How can a velocity versus time graph be used to determine displacement?
An object’s position changes as it accelerates. Just like a moving object’s position versus time graph can communicate information about its velocity and acceleration, graphs of velocity can communicate information about how an accelerating object’s position is changing, given its initial velocity and position.
Part 1: Determining displacement from motion graphs
Open the 04B_ModelsAcceleratedMotion experiment file in your software, and then connect your Smart Cart using Bluetooth.
Set up your equipment like the picture with the plunger on the cart facing the end stop.
Push-in the cart’s plunger two clicks, and then set the cart at the bottom of the track with the plunger resting against the end stop.
Start recording data, and then launch the cart up the track. Stop recording data just before the cart starts rolling back down the track.
Sketch a copy of your graph and indicate which curve is velocity and which is position.
How can you tell from your graph that the cart was accelerating?
Use the area tool in your software to find the area under your velocity time graph.
Find the value of the cart’s position when the last velocity data point was recorded.
If xi = 0 m at the bottom of the track, what was the cart’s total displacement Δx? How does the cart’s total displacement compare to the area under its velocity-time graph?
Part 2: Extending to other graphs
Hide your Part 1 data so the graph is blank.
Repeat the same Part 1 procedure, except this time, after you launch the cart, let the cart bounce off the end stop several times. Record data for about 8 seconds as the cart bounces.
Sketch a copy of your new graph and indicate which curve is velocity and which is position.

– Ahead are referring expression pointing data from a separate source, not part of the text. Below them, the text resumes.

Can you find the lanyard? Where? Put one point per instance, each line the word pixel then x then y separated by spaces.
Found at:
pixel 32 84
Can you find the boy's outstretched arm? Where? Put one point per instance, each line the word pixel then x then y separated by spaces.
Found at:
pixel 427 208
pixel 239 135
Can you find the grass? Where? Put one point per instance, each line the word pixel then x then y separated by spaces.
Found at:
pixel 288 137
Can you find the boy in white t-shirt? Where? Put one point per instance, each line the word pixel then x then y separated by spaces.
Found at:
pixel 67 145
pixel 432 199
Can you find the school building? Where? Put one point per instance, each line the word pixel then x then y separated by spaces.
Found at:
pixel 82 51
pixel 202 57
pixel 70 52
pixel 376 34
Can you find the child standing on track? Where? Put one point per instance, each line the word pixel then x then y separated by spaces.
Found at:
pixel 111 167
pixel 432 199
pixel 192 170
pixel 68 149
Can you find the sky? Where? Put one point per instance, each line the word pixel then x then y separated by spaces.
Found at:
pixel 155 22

Find the area under the new velocity time graph, and the total displacement of the cart.
How does the cart’s total displacement compare to the area under its velocity time graph?
Based on your results in Parts 1 and 2, what is the relationship between the area under an object’s velocity time graph and the object’s displacement?

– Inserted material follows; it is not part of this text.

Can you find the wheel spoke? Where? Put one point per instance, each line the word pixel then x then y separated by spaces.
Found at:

The cart’s motion in Parts 1 and 2 was mostly uniform (constant acceleration). Does the relationship between the area under an object’s velocity time graph and the object’s displacement extend to more erratic/random motion (variable acceleration)? Test the relationship by recording a third run of erratic/random velocity data, rolling the cart back-and-forth with your hand. Explain your results.
The timer utility in the center panel of this interactive tool can be used to generate a sound every 1.0 seconds—or any time interval of your choosing (down to 0.3 s). This may be used in this lesson for a class demonstration or activity.